A large population particularly infants remained unprotected against typhoid fever Since there was no vaccine available for this age group and children less than 2 years of age.

Spread of the disease can be controlled by improving sanitation, water supply and standard of living, however, this is almost impossible to implement in many of the countries including India because of financial , social and technical reasons. Under these circumstances, the ideal way is to provide through active immunization.
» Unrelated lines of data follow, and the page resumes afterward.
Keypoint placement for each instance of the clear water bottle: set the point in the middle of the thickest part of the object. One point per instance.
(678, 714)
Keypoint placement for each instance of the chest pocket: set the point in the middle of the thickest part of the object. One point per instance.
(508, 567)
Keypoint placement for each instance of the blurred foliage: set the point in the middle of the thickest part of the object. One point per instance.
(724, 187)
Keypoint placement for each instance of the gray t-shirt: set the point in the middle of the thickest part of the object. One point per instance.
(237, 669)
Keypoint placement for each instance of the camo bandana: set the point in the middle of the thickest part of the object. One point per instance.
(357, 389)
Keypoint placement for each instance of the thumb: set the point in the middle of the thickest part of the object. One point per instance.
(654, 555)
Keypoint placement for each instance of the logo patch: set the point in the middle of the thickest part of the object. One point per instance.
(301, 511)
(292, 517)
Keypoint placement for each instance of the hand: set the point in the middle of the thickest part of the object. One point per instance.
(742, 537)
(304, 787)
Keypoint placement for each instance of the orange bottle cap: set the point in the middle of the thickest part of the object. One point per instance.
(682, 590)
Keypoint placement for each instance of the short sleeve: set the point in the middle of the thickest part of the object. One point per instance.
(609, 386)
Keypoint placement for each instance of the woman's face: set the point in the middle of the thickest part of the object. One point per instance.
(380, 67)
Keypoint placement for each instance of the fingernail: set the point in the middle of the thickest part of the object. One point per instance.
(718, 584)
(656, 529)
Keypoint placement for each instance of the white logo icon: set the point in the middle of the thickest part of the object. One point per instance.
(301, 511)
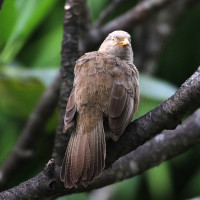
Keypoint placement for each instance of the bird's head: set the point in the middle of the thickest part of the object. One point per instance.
(118, 43)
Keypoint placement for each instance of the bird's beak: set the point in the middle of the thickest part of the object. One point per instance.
(124, 42)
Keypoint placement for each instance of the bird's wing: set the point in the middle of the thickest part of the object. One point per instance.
(80, 70)
(70, 111)
(124, 98)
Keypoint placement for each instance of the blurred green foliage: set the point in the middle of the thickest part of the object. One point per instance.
(30, 45)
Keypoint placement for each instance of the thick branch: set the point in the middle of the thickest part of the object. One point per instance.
(163, 147)
(25, 147)
(165, 116)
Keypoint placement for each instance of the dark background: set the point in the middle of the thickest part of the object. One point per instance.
(30, 45)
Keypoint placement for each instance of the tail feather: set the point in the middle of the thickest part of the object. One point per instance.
(85, 156)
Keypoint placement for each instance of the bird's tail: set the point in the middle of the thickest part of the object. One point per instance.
(85, 156)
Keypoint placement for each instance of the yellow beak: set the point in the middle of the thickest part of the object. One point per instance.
(125, 41)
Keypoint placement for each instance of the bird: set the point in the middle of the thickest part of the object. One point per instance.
(103, 101)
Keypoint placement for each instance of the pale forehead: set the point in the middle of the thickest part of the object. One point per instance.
(119, 34)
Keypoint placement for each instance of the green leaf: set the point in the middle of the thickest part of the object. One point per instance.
(30, 15)
(155, 88)
(45, 76)
(19, 97)
(8, 16)
(159, 182)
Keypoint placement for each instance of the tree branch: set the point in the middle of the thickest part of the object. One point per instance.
(25, 147)
(163, 147)
(165, 116)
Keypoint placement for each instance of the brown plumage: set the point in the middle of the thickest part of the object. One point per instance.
(103, 100)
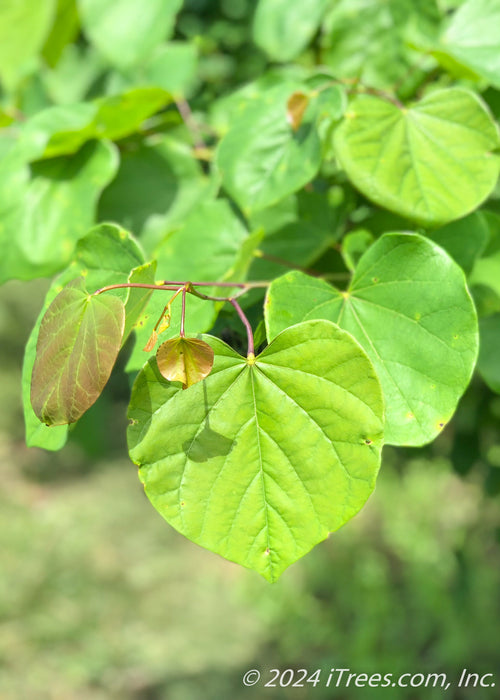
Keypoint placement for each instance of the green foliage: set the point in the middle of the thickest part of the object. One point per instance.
(432, 162)
(408, 306)
(291, 481)
(78, 342)
(313, 131)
Introduction of Vi polysaccharide typhoid vaccine with much lower reactogenicity. has led to marked increase in acceptance of vaccination as a preferred method to prevent typhoid fever. Still a large population particularly infants remained uncovered since there was no vaccine available for children and infants less than 2 years of age.

Further the Vi antigen includes immunity for about 2-3 years only, thus revaccination is required.

Conjugated Vi polysaccharide typhoid vaccine can be used to vaccinate 3 month or older infants with very high levels of protection. With Vi conjugated vaccine, it is expected that immunity will last for much longer period due to establishment of memory, and immunity may be boosted by natural exposure to S.typhi.